Frantisek Cerny's Method for Double Bass has been long out of print and these studies with double bass accompaniment make a very useful addition to the educational, even concert, repertoire for the young bassist. There are musical and techncial challenges in equal measure and Book 1 includes seven studies which are ideal for grade 5-7 abilities. Cerny uses a range of keys but few fingerings or dynamic suggestions allowing the student and teacher to create their own original performance.
All seven studies remain in bass clef, venturing no higher than harmonic G - an octave above the top string, and the added accompaniments will help to develop music skills alongside technical improvements. Several of the studies could be played an octave higher than written for more advanced students increasing the relevance of these lyrical and melodic studies.

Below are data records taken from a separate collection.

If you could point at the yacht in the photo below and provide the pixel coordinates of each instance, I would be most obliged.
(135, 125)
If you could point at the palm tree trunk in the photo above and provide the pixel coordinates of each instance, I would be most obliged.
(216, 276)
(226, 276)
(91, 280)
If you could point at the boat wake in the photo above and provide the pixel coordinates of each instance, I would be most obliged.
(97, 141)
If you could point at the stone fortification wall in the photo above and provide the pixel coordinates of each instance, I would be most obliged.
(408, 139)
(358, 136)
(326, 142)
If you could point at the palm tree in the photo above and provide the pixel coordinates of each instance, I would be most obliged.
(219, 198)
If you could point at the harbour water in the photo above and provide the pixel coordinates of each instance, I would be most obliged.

Frantisek Cerny was a Czech bassist, teacher and composer. He was born on 23 January 1860 in Pardubice and studied at the Prague Conservatoire (1876-82) and in Paris, where he later became a member of the Orchestre Colonne-Lamoureux from 1884-1890. He returned to Czechoslovakia in 1890, when he was appointed Principal Bass of the National Theatre Orchestra in Prague (1890-1900), and it was at this time that he discovered the wonderful Grancino double bass of 1693, later owned by Oldrichs Sorejs and Frantisek Posta.
Cerny was an outstanding teacher and taught at the Prague Conservatoire for 31 years (1900-31) and many of the leading Czech bassists at the beginning of the 20th-century were taught by him. He was not a prolific composer and most of his works were written for the double bass, including a Method (1906), 30 Etudes-Caprices (1923), Technical Studies in Thumb Position (1927), 4 Concertos and ten salon pieces for double bass and piano.
Cerny studied composition with Antonin Dvorak and much of his music reflects the salon style of the late 19th-century. All his works are melodic and appealing, combining the late-Romantic idiom of Dvorak and Brahms, with Czech lyricism and influences, and he makes full use of the solo capabilities of the double bass.
Frantisek Cerny died in Prague on 3 September 1940.